All four inherent conflicts of the creative practitioners and learners lead to inaction and dissatisfaction. While the first one results from a clinical and indifferent distance between the self and one’s work, the latter three emerge from a collapse of one’s identity into their work. I have no antidote for the poison of indifference; however, for those inflicting suffering on themselves on account of falling short of the imagined goals, I recommend creating a safe distance between themselves and their work. The failure of our work is not our failure. The shortcomings in our processes or not our shortcoming, simply because while work and processes end, we are a continual work in progress. If death is the ultimate end, then there is nothing to lament when one’s gone. Or, if one believes in reincarnation, then there are never-ending opportunities of betterment until nirvana.

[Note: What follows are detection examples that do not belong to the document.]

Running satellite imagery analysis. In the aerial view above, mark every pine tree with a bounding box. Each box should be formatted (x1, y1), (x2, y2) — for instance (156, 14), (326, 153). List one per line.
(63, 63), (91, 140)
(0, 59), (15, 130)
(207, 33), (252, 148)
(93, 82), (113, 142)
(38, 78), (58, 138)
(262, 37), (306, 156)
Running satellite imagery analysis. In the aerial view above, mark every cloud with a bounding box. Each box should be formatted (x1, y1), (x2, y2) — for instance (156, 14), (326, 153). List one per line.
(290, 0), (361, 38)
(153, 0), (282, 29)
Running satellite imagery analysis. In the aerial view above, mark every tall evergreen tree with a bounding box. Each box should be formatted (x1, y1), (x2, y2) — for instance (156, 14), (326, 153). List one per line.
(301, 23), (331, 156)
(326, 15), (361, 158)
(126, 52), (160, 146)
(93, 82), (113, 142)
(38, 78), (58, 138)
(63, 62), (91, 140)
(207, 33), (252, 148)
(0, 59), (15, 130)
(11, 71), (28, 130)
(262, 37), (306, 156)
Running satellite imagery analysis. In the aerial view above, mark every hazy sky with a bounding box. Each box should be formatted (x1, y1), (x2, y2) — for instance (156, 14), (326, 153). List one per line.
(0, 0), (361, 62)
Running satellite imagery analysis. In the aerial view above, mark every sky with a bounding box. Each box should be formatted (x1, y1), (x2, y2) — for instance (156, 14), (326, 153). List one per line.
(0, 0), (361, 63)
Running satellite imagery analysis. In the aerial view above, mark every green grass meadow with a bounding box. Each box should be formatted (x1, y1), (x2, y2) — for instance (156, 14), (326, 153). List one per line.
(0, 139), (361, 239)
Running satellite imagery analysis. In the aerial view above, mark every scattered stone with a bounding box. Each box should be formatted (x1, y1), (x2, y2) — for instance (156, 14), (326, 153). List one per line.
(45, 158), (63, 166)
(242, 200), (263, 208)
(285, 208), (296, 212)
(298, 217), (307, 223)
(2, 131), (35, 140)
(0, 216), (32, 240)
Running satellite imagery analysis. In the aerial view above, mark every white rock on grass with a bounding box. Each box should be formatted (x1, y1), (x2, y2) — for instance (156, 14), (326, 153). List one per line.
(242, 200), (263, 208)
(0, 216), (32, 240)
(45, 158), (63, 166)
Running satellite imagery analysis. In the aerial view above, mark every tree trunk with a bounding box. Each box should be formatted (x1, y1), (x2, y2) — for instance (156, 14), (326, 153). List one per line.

The reason most of us intertwine our identities with our work is because of catharsis. In the isolated individualism of the industrial and post-industrial societies, work happens to be our closest continual companion: weathering our grief, joy, exuberance and turmoil with us. A personification of this companion leads us to get infatuated or fall in love or get obsessed with our work, which we see as a reflection and image of ourselves. This condition is perpetuated by the pairing of hard work with success. Perhaps the expression of our deepest emotions in the stories, characters and situations of the pre-industrial context led to a catharsis of release. Today, however, we find ourselves unable to let go of this companion and catharsis has become a trap rather than a release.